Beeswax Reporting has built in attribution models today, but based on your advertising strategy you may seek a more custom solution for assigning credit for a conversion across line items.

With Antenna, all the log data is available and it’s possible to develop a more complicated attribution model. We’ll build a rudimentary time-decay model to show how this could work.

Time-decay attribution models split credit across multiple touch-points, but more favorably weigh credit towards more recent touchpoints. For the purposes of example, we won’t differentiate between view-through and click-through conversions and weigh them equally. Thus, the major factor in building our time-decay model will be distance from the conversion. To represent this, we’ll use a formula where an impression’s credit for attributing a conversion halves every 7 days.
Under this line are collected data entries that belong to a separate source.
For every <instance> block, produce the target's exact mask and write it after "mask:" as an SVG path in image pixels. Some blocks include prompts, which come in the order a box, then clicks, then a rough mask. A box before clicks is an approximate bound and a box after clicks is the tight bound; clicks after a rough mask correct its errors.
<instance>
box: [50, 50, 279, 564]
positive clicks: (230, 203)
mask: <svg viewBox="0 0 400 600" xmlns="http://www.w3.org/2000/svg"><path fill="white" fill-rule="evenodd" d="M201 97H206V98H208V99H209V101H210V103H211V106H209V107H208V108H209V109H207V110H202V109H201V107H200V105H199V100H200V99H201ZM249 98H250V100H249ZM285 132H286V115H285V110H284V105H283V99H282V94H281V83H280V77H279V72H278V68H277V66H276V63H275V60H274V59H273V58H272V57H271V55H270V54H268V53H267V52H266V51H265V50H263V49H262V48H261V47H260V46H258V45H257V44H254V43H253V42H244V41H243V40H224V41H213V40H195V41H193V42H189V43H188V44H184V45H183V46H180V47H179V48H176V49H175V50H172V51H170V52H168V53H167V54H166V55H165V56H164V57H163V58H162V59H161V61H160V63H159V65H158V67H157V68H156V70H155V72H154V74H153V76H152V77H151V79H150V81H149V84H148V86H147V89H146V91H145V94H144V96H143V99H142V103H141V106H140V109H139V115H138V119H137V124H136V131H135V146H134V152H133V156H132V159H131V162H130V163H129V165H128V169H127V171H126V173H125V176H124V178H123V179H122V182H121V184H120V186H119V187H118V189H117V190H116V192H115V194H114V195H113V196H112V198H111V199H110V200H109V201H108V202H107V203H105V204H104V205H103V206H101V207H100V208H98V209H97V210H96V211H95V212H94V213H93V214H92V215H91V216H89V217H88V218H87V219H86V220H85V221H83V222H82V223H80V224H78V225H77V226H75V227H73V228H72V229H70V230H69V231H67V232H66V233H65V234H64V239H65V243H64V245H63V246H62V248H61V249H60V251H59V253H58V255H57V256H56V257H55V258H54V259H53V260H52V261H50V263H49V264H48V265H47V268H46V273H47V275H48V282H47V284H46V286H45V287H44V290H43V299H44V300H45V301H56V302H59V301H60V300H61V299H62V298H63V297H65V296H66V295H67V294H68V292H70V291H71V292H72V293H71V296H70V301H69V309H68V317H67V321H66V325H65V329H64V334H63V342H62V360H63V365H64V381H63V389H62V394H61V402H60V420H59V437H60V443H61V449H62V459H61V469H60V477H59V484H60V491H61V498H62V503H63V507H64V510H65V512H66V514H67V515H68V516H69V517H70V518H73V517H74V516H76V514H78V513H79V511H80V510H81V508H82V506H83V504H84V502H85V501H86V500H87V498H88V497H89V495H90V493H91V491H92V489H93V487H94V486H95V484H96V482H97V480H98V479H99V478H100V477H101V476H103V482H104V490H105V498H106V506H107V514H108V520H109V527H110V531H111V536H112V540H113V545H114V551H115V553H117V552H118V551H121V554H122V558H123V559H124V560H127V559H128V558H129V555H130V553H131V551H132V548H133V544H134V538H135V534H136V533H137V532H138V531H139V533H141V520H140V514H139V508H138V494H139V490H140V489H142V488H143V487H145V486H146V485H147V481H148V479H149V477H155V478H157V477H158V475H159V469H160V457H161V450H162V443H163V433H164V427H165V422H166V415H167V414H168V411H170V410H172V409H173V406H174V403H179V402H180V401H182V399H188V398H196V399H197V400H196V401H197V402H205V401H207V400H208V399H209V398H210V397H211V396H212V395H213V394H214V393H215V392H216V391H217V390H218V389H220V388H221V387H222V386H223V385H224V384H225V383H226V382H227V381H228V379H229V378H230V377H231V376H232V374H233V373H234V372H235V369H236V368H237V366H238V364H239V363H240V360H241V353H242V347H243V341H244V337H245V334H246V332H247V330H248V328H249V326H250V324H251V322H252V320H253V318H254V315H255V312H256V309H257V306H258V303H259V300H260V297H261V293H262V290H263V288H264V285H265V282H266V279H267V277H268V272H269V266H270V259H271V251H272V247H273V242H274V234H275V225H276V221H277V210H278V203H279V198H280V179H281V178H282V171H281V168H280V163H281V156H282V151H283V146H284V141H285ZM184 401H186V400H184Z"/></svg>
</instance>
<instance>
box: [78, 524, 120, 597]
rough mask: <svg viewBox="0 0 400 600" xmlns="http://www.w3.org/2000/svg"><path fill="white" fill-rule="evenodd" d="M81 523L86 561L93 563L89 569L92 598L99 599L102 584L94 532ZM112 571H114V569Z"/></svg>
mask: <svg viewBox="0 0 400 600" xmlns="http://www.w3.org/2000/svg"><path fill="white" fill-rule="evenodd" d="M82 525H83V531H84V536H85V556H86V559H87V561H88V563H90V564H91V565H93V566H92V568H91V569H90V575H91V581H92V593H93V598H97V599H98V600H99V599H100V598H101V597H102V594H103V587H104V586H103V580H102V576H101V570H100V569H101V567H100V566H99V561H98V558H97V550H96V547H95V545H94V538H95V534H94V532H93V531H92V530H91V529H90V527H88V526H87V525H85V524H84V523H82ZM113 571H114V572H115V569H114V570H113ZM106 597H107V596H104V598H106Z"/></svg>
This formula is expressed as 2^(-x/7) where x is the number of days prior to the conversion event. For example, 2^-1 = 2^(-7/7) = 0.5 and 2^-2 = 2^(-14/7) = 0.25. We can use these as weightings to determine which impressions should receive more or less credit.

We’ll begin by pulling the time between a conversion and all of the associated user’s impressions. Our end goal will be to see conversion by line item, so we’ll also pull the line item’s ID as well. I’m going to use the WITH keyword to create a Common Table Expression, so I can use these results later in the query -- this is a reusable subquery you can refer to by name in your query (the same result could be achieved with a subquery). If you’d like to learn more about CTEs, you can read more here.
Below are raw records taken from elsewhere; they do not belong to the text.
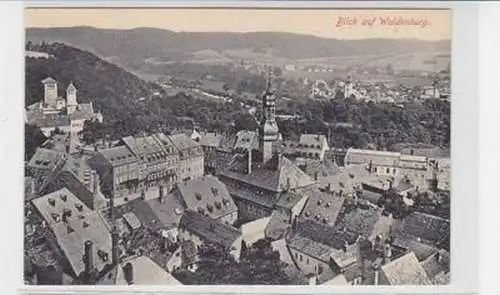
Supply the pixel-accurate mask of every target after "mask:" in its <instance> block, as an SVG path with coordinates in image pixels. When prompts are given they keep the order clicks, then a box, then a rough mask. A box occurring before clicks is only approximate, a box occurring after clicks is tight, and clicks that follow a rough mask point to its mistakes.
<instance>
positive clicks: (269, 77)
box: [259, 69, 279, 162]
mask: <svg viewBox="0 0 500 295" xmlns="http://www.w3.org/2000/svg"><path fill="white" fill-rule="evenodd" d="M275 102H276V97H275V96H274V93H273V92H272V90H271V70H270V69H269V73H268V80H267V87H266V90H265V92H264V94H263V96H262V120H261V122H260V132H259V133H260V134H259V145H260V151H261V152H262V162H267V160H269V159H271V158H272V156H273V150H272V146H273V142H275V141H276V140H278V133H279V132H278V131H279V130H278V124H276V118H275Z"/></svg>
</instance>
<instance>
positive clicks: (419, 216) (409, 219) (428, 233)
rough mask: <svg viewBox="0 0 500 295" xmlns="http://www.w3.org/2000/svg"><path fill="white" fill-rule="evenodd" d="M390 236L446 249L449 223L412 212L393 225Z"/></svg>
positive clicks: (441, 220)
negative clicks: (407, 215) (414, 241)
mask: <svg viewBox="0 0 500 295" xmlns="http://www.w3.org/2000/svg"><path fill="white" fill-rule="evenodd" d="M392 235H393V236H394V237H395V238H402V239H413V240H417V241H420V242H422V243H425V244H428V245H432V246H436V247H440V248H442V247H447V245H448V243H449V239H450V222H449V220H447V219H444V218H441V217H437V216H433V215H430V214H426V213H421V212H413V213H411V214H410V215H408V216H407V217H405V218H404V219H403V220H401V221H398V222H396V223H395V225H394V230H393V232H392Z"/></svg>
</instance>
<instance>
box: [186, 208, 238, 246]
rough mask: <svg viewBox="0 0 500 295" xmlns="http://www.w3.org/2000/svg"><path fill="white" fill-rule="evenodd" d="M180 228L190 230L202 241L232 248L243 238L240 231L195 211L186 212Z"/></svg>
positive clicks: (187, 211) (232, 227)
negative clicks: (237, 239) (238, 239)
mask: <svg viewBox="0 0 500 295" xmlns="http://www.w3.org/2000/svg"><path fill="white" fill-rule="evenodd" d="M179 228H181V229H185V230H188V231H189V232H191V233H193V234H195V235H197V236H199V237H200V238H201V239H202V240H205V241H208V242H212V243H219V244H221V245H223V246H225V247H230V246H231V245H232V244H233V243H234V241H235V240H236V239H237V238H238V237H240V236H241V232H240V231H239V230H238V229H236V228H234V227H232V226H230V225H226V224H223V223H221V222H218V221H216V220H214V219H212V218H210V217H208V216H205V215H203V214H200V213H197V212H193V211H186V212H184V215H183V216H182V218H181V222H180V226H179Z"/></svg>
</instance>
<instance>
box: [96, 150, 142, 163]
mask: <svg viewBox="0 0 500 295" xmlns="http://www.w3.org/2000/svg"><path fill="white" fill-rule="evenodd" d="M99 153H100V154H101V155H102V156H103V157H104V158H105V159H106V160H107V161H108V162H109V163H110V164H111V165H112V166H121V165H126V164H130V163H134V162H136V161H137V158H136V156H135V155H134V154H133V153H132V152H131V151H130V150H129V149H128V148H127V147H126V146H124V145H120V146H115V147H111V148H108V149H104V150H100V151H99Z"/></svg>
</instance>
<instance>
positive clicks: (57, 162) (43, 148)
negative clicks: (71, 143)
mask: <svg viewBox="0 0 500 295" xmlns="http://www.w3.org/2000/svg"><path fill="white" fill-rule="evenodd" d="M62 159H63V154H62V153H61V152H59V151H54V150H49V149H44V148H37V149H36V151H35V154H34V155H33V156H32V157H31V159H30V161H29V162H28V167H30V168H38V169H47V170H53V169H54V168H56V166H57V164H58V163H59V162H60V161H61V160H62Z"/></svg>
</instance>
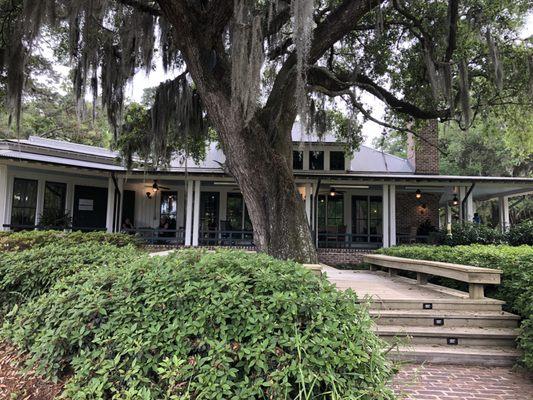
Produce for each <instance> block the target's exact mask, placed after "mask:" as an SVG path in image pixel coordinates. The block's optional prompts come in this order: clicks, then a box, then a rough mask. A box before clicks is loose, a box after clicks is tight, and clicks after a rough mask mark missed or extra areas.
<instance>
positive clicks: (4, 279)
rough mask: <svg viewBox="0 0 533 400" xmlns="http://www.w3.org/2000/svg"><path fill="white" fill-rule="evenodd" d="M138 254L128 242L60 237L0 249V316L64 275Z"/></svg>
mask: <svg viewBox="0 0 533 400" xmlns="http://www.w3.org/2000/svg"><path fill="white" fill-rule="evenodd" d="M34 236H35V235H34ZM76 236H77V235H76ZM39 238H40V235H39ZM56 239H57V238H56ZM24 243H27V241H25V242H24ZM43 243H46V244H45V245H41V244H43ZM138 255H139V250H137V249H136V248H135V247H133V246H131V245H129V246H126V247H122V248H120V247H117V246H115V245H112V244H109V243H100V241H85V242H81V243H79V244H73V243H71V241H70V240H67V241H63V240H61V239H60V240H56V242H55V243H52V242H49V241H48V240H47V241H42V242H39V245H38V246H37V245H36V246H34V247H32V248H28V249H26V250H23V251H4V252H0V319H1V314H3V313H5V312H6V311H7V310H9V309H11V308H12V307H13V306H14V305H17V304H18V305H20V304H21V303H24V302H26V301H28V300H31V299H33V298H35V297H38V296H40V295H41V294H43V293H45V292H47V291H48V290H49V289H50V287H51V286H53V285H54V284H55V283H56V282H57V281H58V280H60V279H62V278H64V277H66V276H70V275H72V274H75V273H77V272H79V271H81V270H83V269H86V268H91V269H94V268H100V267H109V266H110V265H115V264H116V265H123V264H125V263H127V262H131V261H132V260H134V259H135V258H136V257H138Z"/></svg>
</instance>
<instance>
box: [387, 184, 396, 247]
mask: <svg viewBox="0 0 533 400" xmlns="http://www.w3.org/2000/svg"><path fill="white" fill-rule="evenodd" d="M389 221H390V222H389V232H390V237H389V245H390V246H396V186H394V185H390V186H389Z"/></svg>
WITH time_decay_diffs AS (
SELECT
	conversion_id,
	imps.line_item_id,
	DATEDIFF('DAY', convs.rx_time_ltz, imps.bid_time_utc) AS days_diff
FROM shared_conversions_view AS convs
JOIN shared_impression_details_view AS imps
  ON convs.user_id = imps.user_id
  -- This part is less intuitive, but we only want to join impressions that happened before the conversion otherwise it didn't really have an effect.
  AND convs.rx_time_ltz > imps.bid_time_utc
WHERE
  -- We're going to look at all conversions that occurred in the last week.
  convs.rx_time_ltz >= CURRENT_DATE() - 7
  -- And we're going to set the lookback window for a conversion as any impression that happened at most 30 days before the Conversion.
  AND imps.bid_time_utc >= TO_DATE(convs.rx_time_ltz) - 30)

We now have the number of days between an impression and conversion for every conversion that occurred. Note that this is expressed as a negative number, so it’s already set to be plugged into our formula later. It’s also worth noting that for a given conversion (conversion_id), multiple impressions can receive credit. This is fundamental to our model, so you may see multiple rows per conversion_id here.

Now we’re going to use that day difference value to assign a time decay score to each impression using the formula we previously outlined.

To find out what % of a conversion an impression receives credit for using our model, we’re going to take each time_decay_score’s weight and find out how it compares across all the time_decay_scores for a conversion. To do this we’ll use a window function to sum all the values across a conversion. You can find more information on window functions here.

SELECT
    line_item_id,
    conversion_id,
    POWER(2, days_diff / 7) AS time_decay_score,
    POWER(2, days_diff / 7)/(SUM(time_decay_score) OVER(PARTITION BY conversion_id)) AS pct_of_conversion
FROM time_decay_diffs

We’re close! The last step is adding up all the partial conversions to find out how many conversions each line item can get credit for. Alternatively, we could’ve taken this percentage per conversion and multiplied it by the conversion value to determine a dollar amount each impression receives credit for generating.

SELECT
	line_item_id, 
	SUM(pct_of_conversion) AS weighted_conversions
FROM
(SELECT
    line_item_id,
    conversion_id,
    POWER(2, days_diff / 7) AS time_decay_score,
    POWER(2, days_diff / 7)/(SUM(time_decay_score) OVER(PARTITION BY conversion_id)) AS pct_of_conversion
FROM time_decay_diffs)
GROUP BY line_item_id